A gente insiste: a culpa nunca é da vitima. Em qualquer caso, a culpa pela agressão é do agressor. Mas eu quero ir além. A culpa é do agressor, mas a responsabilidade é nossa. 

A violência contra a mulher não é só aquele murro no olho ou o tiro na rua. A violência contra a mulher é a construção de uma sociedade em que o murro no olho ou o tiro na rua estão implícitos. É a construção de um discurso socialmente válido em que o murro no olho e o tiro na rua são potencialmente justificáveis. Onde se pergunta, primeiro: o que será que ela fez? A violência contra a mulher é a legitimação de um lugar secundário para a mulher na sociedade. A violência contra a mulher se perpetua, entre outras coisas, com a naturalização do termo puta como xingamento. Há uma avaliação moral implícita, mesmo que a gente não perceba.
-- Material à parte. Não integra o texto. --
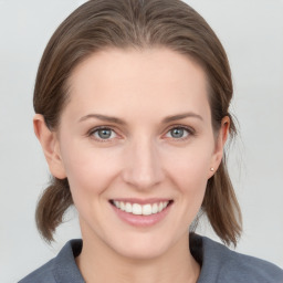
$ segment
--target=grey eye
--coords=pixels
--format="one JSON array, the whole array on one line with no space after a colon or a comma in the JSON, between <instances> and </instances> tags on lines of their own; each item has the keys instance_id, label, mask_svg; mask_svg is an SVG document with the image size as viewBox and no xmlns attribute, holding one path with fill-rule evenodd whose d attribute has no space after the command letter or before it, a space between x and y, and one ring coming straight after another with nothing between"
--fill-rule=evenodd
<instances>
[{"instance_id":1,"label":"grey eye","mask_svg":"<svg viewBox=\"0 0 283 283\"><path fill-rule=\"evenodd\" d=\"M98 139L109 139L115 137L115 133L111 128L101 128L94 132L94 136Z\"/></svg>"},{"instance_id":2,"label":"grey eye","mask_svg":"<svg viewBox=\"0 0 283 283\"><path fill-rule=\"evenodd\" d=\"M184 128L172 128L170 130L171 137L174 138L181 138L184 137L185 129Z\"/></svg>"}]
</instances>

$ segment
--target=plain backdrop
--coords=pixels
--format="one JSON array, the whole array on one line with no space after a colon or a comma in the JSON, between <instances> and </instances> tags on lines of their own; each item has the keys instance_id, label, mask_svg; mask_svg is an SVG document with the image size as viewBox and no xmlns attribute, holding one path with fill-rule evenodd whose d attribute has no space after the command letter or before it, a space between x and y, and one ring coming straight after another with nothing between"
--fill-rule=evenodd
<instances>
[{"instance_id":1,"label":"plain backdrop","mask_svg":"<svg viewBox=\"0 0 283 283\"><path fill-rule=\"evenodd\" d=\"M84 1L0 0L0 282L17 282L80 237L75 210L48 245L34 209L49 178L32 128L32 92L43 49ZM237 251L283 268L283 1L188 0L230 59L240 136L229 167L243 212ZM209 226L199 232L213 239Z\"/></svg>"}]
</instances>

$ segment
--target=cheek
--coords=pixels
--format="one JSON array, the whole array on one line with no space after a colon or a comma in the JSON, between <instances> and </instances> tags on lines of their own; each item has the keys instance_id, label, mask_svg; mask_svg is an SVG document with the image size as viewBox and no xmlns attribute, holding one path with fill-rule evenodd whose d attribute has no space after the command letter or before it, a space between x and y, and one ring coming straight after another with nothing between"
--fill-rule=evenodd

Então, a desconstrução dessa escala se faz necessária. E ela passa não pelo apagamento das situações individuais de violência mas, acredito, pela compreensão do contexto em que as situações individuais se inscrevem. Passa, acho eu, pelo reconhecimento de que a “superioridade moral” de apontar o dedo, seja pra vítima, seja pro perpetrador da violência, não explica nem resolve. Passa por entender que o moço que me chama de puta não está sozinho, nem mesmo está restrito ao bando que nos chama de putas. Entender que ele é a regra. Ele é a média. Ele e o moço descolado de esquerda que acha que o funk não é música. Ele e a vozinha que balança a cabeça horrorizada com as mulheres que andam com camisinha na bolsa. Ele e o pessoal que faz mene com o tal quadradinho de 8. Ele e o cara esclarecido que tão rapidamente se dispõe a contestar os métodos da pesquisa sobre assédio (que insistem em chamar de cantada), e ainda mais ligeiro se esquece de refletir sobre o conteúdo. Por mais que se insista na mitificação da violência como uma coisa horrenda cometida por pessoas sem esclarecimento, monstros à parte da sociedade, é preciso que a gente lembre que não é assim. Não é. O estuprador comum, assim como o impetrador de violência doméstica, é a pessoa legal que convive com a gente “de boua” mas que tem incrustado em sua socialização a compreensão de que a mulher é menos. Compreensão essa que aparece, em maior ou menor grau, nas piadinhas cotidianas, nos salários menores, na ausência de divisão de tarefas domésticas.

O que eu quero dizer? Que feminicídio e puta como xingamento (assim como as piadas sexistas) não são fenômenos de uma mesma sociedade à toa (não que um cause o outro, please). E que enquanto a gente não entender que a sociedade somos nós, a luta será sempre mais difícil, lenta e dolorosa. Com baixas acentuadas e constantes do lado das mulheres. Todas putas.